E ha scavato per ore e ore senza fermarsi, a mani nude dopo che un imponente lavoro di 5 escavatori aveva aperto una voragine che ha permesso si arrivare alla profondità in cui si trovava il bambino. E permesso di realizzare una via di fuga attraverso la posa di tubi che, posizionati orizzontalmente, hanno creato quel passaggio che doveva rappresentare la salvezza. E che invece si è trasformato in un mesto ultimo percorso di Rayan dalla sua trappola. Il bambino aveva provato a resistere in tutti questi giorni: per lui era stato calato nel pozzo un tubo per fornirgli l'ossigeno, l'acqua e un po' di cibo.

Le telecamere che lo avevano raggiunto, rinviavano immagini di lui ferito alla testa che si muoveva e chiamava 'mamma'. Fotogrammi che avevano commosso il mondo e che lasciavano sperare. Come quell'ultimo contatto, solo sabato mattina, con il papà.

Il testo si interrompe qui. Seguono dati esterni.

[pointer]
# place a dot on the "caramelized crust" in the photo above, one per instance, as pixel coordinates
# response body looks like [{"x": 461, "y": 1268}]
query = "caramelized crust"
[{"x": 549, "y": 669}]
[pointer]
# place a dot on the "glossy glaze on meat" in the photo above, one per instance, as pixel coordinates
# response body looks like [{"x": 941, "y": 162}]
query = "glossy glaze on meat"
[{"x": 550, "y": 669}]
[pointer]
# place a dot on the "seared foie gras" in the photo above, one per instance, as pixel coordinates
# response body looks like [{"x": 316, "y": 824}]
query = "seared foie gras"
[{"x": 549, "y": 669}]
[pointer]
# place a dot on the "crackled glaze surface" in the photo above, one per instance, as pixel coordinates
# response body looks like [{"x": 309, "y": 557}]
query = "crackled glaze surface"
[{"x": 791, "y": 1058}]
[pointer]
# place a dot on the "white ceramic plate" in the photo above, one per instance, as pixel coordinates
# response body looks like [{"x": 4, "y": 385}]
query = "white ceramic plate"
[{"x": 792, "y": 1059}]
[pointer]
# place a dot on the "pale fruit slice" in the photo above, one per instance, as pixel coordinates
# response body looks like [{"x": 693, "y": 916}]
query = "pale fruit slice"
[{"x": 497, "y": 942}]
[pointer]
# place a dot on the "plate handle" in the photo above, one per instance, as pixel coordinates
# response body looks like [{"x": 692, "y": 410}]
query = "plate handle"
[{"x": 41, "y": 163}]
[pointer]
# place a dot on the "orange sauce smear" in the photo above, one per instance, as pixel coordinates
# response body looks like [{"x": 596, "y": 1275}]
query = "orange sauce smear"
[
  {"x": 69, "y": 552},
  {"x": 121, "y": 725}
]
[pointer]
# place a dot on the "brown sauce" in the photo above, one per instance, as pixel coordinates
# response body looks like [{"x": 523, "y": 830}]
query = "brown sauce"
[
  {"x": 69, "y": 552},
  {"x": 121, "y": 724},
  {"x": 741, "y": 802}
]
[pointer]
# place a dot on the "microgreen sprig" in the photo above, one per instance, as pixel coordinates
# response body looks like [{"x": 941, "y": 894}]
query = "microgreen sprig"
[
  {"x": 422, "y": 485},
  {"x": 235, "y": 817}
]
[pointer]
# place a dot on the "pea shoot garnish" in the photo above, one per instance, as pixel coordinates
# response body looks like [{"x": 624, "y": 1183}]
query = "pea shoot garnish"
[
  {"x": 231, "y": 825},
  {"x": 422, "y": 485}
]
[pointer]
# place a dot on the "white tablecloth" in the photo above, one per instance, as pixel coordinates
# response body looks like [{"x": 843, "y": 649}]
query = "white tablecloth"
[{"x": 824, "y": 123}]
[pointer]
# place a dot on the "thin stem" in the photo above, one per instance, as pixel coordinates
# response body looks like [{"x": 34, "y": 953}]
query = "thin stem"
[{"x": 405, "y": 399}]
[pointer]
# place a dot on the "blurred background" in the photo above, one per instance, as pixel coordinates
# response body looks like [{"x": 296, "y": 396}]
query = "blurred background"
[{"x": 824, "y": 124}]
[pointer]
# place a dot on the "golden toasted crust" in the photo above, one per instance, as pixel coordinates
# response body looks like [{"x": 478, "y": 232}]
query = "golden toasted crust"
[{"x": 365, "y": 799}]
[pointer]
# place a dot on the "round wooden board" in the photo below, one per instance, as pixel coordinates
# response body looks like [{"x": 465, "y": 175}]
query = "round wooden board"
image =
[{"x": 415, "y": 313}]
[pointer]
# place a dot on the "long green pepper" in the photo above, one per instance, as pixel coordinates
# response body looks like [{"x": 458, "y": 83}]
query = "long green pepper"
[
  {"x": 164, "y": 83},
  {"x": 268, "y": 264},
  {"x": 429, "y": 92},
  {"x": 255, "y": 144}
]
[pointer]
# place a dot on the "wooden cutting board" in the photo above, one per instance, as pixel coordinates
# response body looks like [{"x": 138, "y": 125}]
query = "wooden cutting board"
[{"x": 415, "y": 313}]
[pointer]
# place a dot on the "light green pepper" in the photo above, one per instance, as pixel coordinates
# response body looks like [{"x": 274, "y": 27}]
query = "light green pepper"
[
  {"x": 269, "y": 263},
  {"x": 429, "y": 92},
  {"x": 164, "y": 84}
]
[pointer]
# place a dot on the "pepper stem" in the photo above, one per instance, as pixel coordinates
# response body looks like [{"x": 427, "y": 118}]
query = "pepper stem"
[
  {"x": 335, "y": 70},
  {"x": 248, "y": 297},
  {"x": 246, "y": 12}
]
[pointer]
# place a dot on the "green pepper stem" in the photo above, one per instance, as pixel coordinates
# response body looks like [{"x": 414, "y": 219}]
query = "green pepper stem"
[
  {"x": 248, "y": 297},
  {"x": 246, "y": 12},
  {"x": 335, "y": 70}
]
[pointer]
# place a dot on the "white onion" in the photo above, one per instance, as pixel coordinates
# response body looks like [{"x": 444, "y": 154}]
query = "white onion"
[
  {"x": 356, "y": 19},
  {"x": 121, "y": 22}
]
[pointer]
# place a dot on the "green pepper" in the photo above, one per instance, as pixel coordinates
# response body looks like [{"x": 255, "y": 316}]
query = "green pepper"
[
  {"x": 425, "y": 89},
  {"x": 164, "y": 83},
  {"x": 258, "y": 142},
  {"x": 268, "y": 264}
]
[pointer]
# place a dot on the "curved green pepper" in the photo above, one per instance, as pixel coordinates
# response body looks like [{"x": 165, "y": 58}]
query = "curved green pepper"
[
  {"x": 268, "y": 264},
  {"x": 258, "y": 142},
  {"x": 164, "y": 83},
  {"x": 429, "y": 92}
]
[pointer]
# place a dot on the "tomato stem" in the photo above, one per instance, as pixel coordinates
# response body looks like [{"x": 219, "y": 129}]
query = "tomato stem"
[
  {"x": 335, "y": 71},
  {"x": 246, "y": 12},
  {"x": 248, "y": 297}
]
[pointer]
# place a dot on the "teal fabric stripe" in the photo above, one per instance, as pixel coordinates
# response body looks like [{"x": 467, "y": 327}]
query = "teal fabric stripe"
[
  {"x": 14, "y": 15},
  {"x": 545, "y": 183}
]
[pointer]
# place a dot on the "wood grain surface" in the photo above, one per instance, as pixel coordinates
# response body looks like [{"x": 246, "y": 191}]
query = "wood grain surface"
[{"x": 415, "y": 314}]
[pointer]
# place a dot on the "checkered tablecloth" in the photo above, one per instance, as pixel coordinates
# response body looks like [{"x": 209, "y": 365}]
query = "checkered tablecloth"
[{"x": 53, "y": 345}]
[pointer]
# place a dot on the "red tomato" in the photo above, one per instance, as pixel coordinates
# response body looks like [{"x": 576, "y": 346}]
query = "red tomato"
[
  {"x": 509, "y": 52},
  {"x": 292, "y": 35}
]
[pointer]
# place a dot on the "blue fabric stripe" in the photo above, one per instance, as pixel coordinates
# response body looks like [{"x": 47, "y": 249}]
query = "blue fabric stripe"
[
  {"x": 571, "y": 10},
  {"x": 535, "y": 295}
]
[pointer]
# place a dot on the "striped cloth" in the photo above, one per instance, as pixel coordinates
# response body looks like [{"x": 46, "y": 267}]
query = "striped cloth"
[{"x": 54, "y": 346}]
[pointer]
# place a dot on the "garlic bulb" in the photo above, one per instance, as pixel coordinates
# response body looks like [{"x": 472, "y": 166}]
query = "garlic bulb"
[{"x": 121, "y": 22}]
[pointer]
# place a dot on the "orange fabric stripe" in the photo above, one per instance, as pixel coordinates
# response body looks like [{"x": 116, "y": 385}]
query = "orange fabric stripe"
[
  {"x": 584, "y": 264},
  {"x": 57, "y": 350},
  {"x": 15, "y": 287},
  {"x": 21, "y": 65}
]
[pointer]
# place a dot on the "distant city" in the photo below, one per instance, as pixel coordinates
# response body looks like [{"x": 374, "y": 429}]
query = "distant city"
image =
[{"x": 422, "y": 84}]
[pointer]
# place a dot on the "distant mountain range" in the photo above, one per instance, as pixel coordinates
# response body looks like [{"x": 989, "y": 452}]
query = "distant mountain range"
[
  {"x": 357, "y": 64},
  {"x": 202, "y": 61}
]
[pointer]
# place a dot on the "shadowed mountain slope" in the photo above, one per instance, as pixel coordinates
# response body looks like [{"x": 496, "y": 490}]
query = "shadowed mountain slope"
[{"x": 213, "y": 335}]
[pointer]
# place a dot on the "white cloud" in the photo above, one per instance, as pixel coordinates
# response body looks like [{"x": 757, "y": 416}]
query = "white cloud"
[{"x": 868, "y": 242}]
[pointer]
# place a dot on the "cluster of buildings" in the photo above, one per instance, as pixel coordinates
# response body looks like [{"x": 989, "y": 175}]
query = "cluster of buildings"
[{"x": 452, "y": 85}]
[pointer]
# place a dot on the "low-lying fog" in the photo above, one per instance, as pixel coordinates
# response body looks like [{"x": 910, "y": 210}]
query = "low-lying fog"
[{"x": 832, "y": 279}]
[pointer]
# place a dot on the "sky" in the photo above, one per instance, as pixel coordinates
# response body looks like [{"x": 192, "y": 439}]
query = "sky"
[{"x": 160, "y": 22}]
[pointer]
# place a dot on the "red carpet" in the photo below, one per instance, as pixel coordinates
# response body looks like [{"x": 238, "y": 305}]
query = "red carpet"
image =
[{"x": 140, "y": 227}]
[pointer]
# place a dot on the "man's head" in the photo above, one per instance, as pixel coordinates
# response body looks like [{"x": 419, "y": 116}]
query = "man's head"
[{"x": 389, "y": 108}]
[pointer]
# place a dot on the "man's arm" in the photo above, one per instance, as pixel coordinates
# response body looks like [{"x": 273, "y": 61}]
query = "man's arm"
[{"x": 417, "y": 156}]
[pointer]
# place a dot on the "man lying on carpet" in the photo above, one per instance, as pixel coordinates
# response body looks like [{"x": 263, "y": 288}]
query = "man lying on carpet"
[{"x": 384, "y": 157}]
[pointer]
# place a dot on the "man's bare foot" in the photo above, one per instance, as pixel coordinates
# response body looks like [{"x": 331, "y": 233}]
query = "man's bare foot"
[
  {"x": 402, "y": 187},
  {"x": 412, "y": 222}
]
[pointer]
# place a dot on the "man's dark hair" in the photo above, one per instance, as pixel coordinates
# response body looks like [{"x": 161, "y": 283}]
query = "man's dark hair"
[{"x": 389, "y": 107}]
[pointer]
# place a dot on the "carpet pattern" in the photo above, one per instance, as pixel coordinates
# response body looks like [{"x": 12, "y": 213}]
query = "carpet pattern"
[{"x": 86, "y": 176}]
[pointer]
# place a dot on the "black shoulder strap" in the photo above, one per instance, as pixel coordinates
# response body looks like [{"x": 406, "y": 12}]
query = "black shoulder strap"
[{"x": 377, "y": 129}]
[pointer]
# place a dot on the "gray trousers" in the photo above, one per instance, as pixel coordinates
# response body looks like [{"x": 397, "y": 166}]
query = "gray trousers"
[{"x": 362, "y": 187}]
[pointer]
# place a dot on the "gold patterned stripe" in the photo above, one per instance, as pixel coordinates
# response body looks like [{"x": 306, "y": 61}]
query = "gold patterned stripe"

"Gli ho parlato, sentivo che respirava a fatica", aveva raccontato l'uomo che insieme alla moglie, ha aspettato per ore, per giorni, quel finale che nessuno voleva fosse una tragedia. Poco prima che Rayan fosse estratto dal pozzo, lui e la moglie erano stati fatti salire sull'ambulanza - dove c'era anche una psicologa - che, all'ingresso del tunnel, attendeva che il bimbo fosse recuperato. E stasera è toccato al Re il triste compito di inviare loro le condoglianze.

Nel primo pomeriggio di sabato tutto era pronto, o così almeno sembrava, quando i soccorritori entravano nel tunnel. Uno alla volta, sistemando corde e giubbotti di protezione e persino una piccola barella. La folla di spettatori pregava. Al grido di Allah Akbar i fedeli si sono raccolti attorno al pozzo dove si era posizionata anche l'equipe medica di pronto intervento, l'ambulanza e un anestetista. Poi però i tempi si sono dilatati, i soccorsi si sono trovati di fronte ad un'altra, l'ennesima, roccia. Poi le distanze si sono accorciate, ma alle 17.30 c'erano ancora 80 centimetri di masso da sgretolare.

Un lavoro di cesello quasi, al ritmo di 20 centimetri l'ora. Un'operazione difficilissima che ha mobilitato le forze marocchine, gli speleologi, i volontari sostenuti dalla comunità locale che per giorni ha preparato il cibo e offerto riparo. "Rayan è vivo, lo tireremo fuori oggi", aveva annunciato nel tardo pomeriggio il direttore delle operazioni di soccorso, l'ingegnere Mourad Al Jazouli. Ma non è andata così, i soccorritori sono riusciti a tirare Rayan fuori dal pozzo, ma per lui ormai non c'era più nulla da fare.